Semantic-Guided Consistency and Discrimination for Siamese Representation Learning

19 Sept 2023 (modified: 25 Mar 2024)ICLR 2024 Conference Withdrawn SubmissionEveryoneRevisionsBibTeX
Keywords: Contrastive learning, Siamese representation learning
Abstract: Recently, self-supervised representation learning with Siamese structure (Siamese representation learning) has shown promising results. Current methods commonly adopt instance discrimination to learn invariant global representations at the image-level from randomly cropped views, which risks introducing object-irrelevant nuisances of background information in the image-level representations, i.e., random cropping induces nuisances of background. Further works aiming to solve the problem simply match the visual patterns across views independently, failing to look into the foreground and background regions.

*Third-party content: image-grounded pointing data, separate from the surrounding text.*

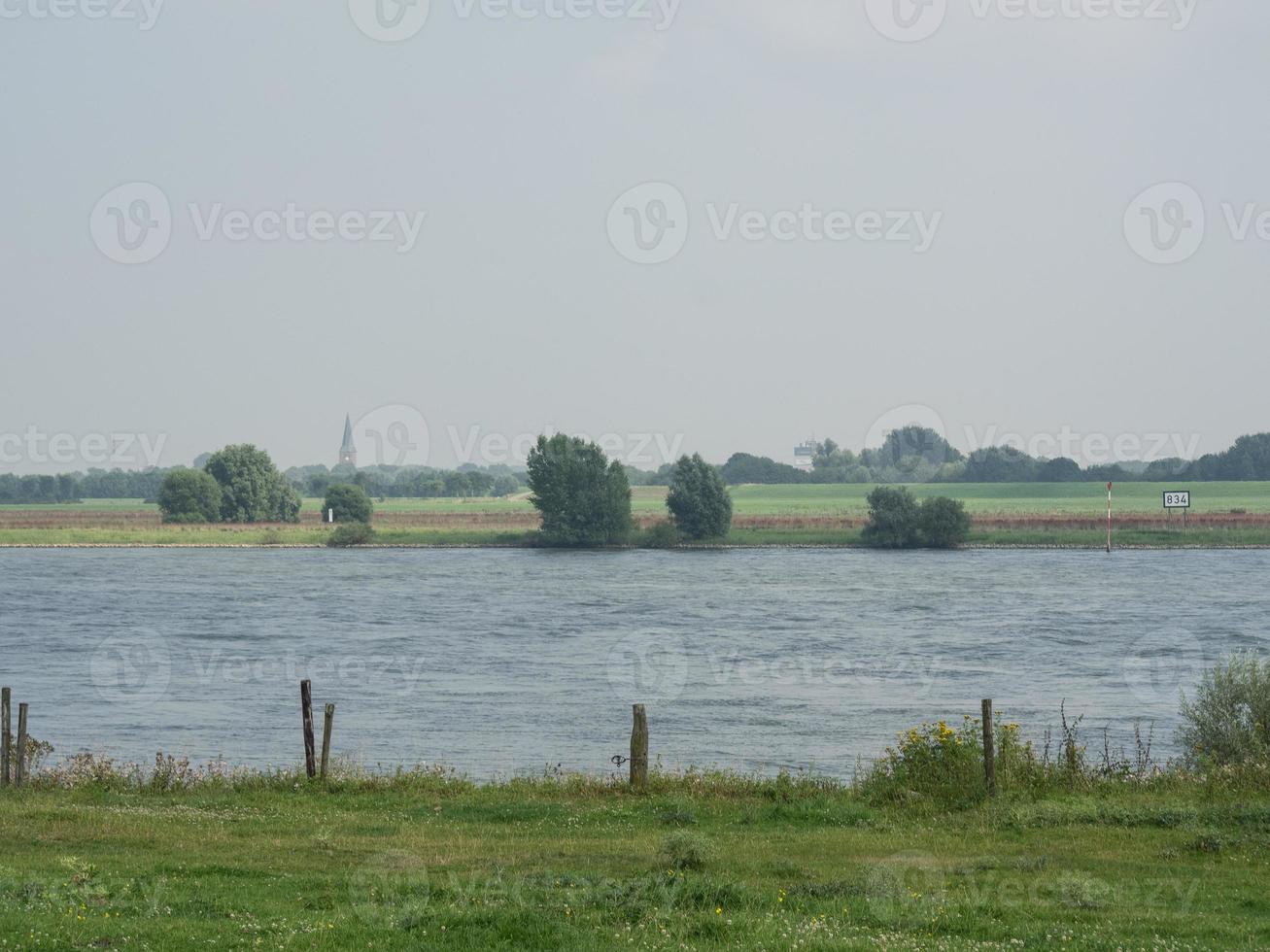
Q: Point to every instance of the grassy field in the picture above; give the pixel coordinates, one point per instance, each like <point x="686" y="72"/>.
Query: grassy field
<point x="1026" y="514"/>
<point x="698" y="862"/>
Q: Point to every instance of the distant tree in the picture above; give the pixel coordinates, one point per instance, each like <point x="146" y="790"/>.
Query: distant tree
<point x="189" y="496"/>
<point x="1000" y="464"/>
<point x="1165" y="470"/>
<point x="699" y="501"/>
<point x="348" y="503"/>
<point x="894" y="518"/>
<point x="921" y="442"/>
<point x="505" y="487"/>
<point x="252" y="488"/>
<point x="351" y="533"/>
<point x="1060" y="470"/>
<point x="744" y="467"/>
<point x="944" y="522"/>
<point x="584" y="500"/>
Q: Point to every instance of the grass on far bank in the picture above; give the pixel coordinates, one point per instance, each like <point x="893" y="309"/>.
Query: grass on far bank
<point x="228" y="536"/>
<point x="702" y="861"/>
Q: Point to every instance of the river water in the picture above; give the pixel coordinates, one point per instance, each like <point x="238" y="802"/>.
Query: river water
<point x="503" y="662"/>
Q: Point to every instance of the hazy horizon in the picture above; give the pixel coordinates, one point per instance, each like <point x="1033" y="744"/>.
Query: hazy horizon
<point x="716" y="226"/>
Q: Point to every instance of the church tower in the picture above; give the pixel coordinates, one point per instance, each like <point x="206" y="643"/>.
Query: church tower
<point x="348" y="451"/>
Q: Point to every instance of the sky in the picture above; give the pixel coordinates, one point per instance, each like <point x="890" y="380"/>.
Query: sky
<point x="702" y="226"/>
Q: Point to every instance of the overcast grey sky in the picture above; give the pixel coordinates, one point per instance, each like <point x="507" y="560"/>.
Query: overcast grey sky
<point x="1004" y="285"/>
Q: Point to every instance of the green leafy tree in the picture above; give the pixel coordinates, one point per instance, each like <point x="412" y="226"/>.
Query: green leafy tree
<point x="894" y="518"/>
<point x="189" y="496"/>
<point x="351" y="533"/>
<point x="944" y="522"/>
<point x="348" y="503"/>
<point x="1228" y="721"/>
<point x="252" y="488"/>
<point x="584" y="500"/>
<point x="699" y="500"/>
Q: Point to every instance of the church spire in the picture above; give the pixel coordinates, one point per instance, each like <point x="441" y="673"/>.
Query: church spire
<point x="348" y="450"/>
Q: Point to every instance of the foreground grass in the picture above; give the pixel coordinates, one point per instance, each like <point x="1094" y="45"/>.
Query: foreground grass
<point x="429" y="862"/>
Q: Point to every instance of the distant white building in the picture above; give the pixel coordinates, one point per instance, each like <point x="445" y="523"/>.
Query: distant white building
<point x="804" y="455"/>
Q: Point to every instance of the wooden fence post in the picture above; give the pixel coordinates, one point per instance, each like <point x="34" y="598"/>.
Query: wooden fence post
<point x="989" y="752"/>
<point x="326" y="737"/>
<point x="639" y="749"/>
<point x="5" y="735"/>
<point x="19" y="773"/>
<point x="306" y="704"/>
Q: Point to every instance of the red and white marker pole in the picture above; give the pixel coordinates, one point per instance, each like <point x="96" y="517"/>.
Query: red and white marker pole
<point x="1109" y="518"/>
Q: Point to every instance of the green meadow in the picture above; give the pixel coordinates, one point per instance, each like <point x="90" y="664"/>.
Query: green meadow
<point x="1024" y="514"/>
<point x="698" y="862"/>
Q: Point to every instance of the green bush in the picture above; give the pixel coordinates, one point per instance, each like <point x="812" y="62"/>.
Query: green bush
<point x="252" y="488"/>
<point x="662" y="534"/>
<point x="894" y="518"/>
<point x="944" y="765"/>
<point x="351" y="533"/>
<point x="944" y="524"/>
<point x="1229" y="720"/>
<point x="699" y="499"/>
<point x="686" y="851"/>
<point x="584" y="500"/>
<point x="348" y="503"/>
<point x="189" y="496"/>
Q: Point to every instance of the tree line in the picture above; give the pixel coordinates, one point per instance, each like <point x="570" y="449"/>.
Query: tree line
<point x="919" y="455"/>
<point x="910" y="455"/>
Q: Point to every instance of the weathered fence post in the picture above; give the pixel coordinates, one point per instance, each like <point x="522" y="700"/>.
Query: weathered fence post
<point x="19" y="773"/>
<point x="639" y="749"/>
<point x="989" y="752"/>
<point x="5" y="735"/>
<point x="326" y="737"/>
<point x="306" y="704"/>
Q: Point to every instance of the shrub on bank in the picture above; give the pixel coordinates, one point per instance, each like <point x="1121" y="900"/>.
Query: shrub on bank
<point x="1229" y="720"/>
<point x="347" y="503"/>
<point x="897" y="521"/>
<point x="189" y="496"/>
<point x="351" y="533"/>
<point x="699" y="500"/>
<point x="944" y="524"/>
<point x="662" y="534"/>
<point x="583" y="497"/>
<point x="894" y="518"/>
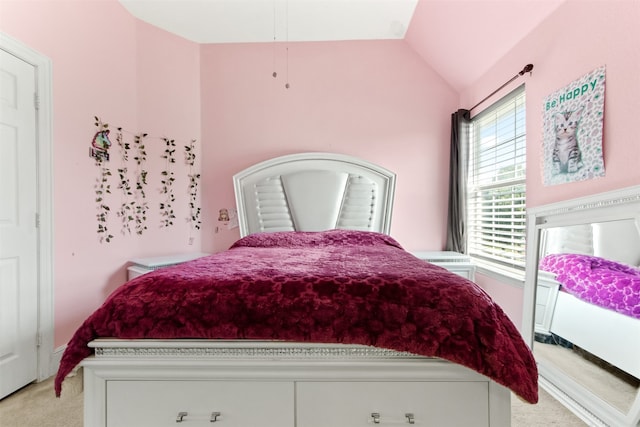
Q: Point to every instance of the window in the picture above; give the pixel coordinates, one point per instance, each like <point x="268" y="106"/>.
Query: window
<point x="496" y="202"/>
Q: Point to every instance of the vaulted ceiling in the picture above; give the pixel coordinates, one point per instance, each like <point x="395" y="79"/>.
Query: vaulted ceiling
<point x="459" y="39"/>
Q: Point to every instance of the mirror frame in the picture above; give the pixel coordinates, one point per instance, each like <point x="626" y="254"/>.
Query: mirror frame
<point x="618" y="204"/>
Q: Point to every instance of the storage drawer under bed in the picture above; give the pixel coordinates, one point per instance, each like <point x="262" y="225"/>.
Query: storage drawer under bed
<point x="200" y="403"/>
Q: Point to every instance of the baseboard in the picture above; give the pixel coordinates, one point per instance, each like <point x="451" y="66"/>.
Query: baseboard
<point x="56" y="357"/>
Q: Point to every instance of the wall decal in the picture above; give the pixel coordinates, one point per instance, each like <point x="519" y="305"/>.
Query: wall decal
<point x="194" y="182"/>
<point x="99" y="151"/>
<point x="132" y="182"/>
<point x="166" y="207"/>
<point x="573" y="123"/>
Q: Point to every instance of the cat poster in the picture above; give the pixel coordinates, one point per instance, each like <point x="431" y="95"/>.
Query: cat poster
<point x="573" y="124"/>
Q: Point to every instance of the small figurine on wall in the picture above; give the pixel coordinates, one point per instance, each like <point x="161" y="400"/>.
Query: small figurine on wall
<point x="100" y="143"/>
<point x="223" y="215"/>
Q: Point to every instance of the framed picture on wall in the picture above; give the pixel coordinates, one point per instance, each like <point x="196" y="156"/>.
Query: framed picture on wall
<point x="573" y="123"/>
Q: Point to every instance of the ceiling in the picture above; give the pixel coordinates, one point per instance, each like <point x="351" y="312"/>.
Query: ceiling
<point x="480" y="32"/>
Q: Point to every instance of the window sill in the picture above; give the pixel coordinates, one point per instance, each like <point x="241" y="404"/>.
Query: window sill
<point x="510" y="276"/>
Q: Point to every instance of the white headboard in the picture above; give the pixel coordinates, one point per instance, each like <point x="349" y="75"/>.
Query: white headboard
<point x="314" y="192"/>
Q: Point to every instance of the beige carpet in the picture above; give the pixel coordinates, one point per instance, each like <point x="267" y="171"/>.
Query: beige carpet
<point x="36" y="406"/>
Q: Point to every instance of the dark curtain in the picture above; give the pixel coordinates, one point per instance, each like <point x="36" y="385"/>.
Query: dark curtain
<point x="457" y="217"/>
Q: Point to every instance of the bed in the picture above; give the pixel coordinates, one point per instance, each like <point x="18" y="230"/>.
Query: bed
<point x="316" y="316"/>
<point x="598" y="307"/>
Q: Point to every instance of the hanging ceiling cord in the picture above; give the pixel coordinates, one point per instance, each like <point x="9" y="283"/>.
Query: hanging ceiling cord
<point x="287" y="58"/>
<point x="275" y="74"/>
<point x="526" y="69"/>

Intuitively, the nuisances of background could be alleviated by separating foreground and background in random crops. Therefore, we present a new self-supervised learning framework, semantic-guided consistency and discrimination (SCD) that learns to separate the foreground and background semantics in random crops while learning image-level representations. Specifically, we extract foreground and background semantics by aggregating the global feature map encoding the image content, using the learned feature-level saliency maps (indicating the foreground pixels on feature maps) as weights. Then we construct triplets from the foreground and background semantics of the two augmented views and distinguish foreground from background with triplet loss. Our SCD strategy can easily be applied to existing Siamese representation learning frameworks, including contrastive learning (e.g., MoCo-v2) and non-contrastive learning (e.g., BYOL) paradigm. By applying our SCD to both paradigms, we show that our method can achieve consistent improvements on classification and dense prediction tasks.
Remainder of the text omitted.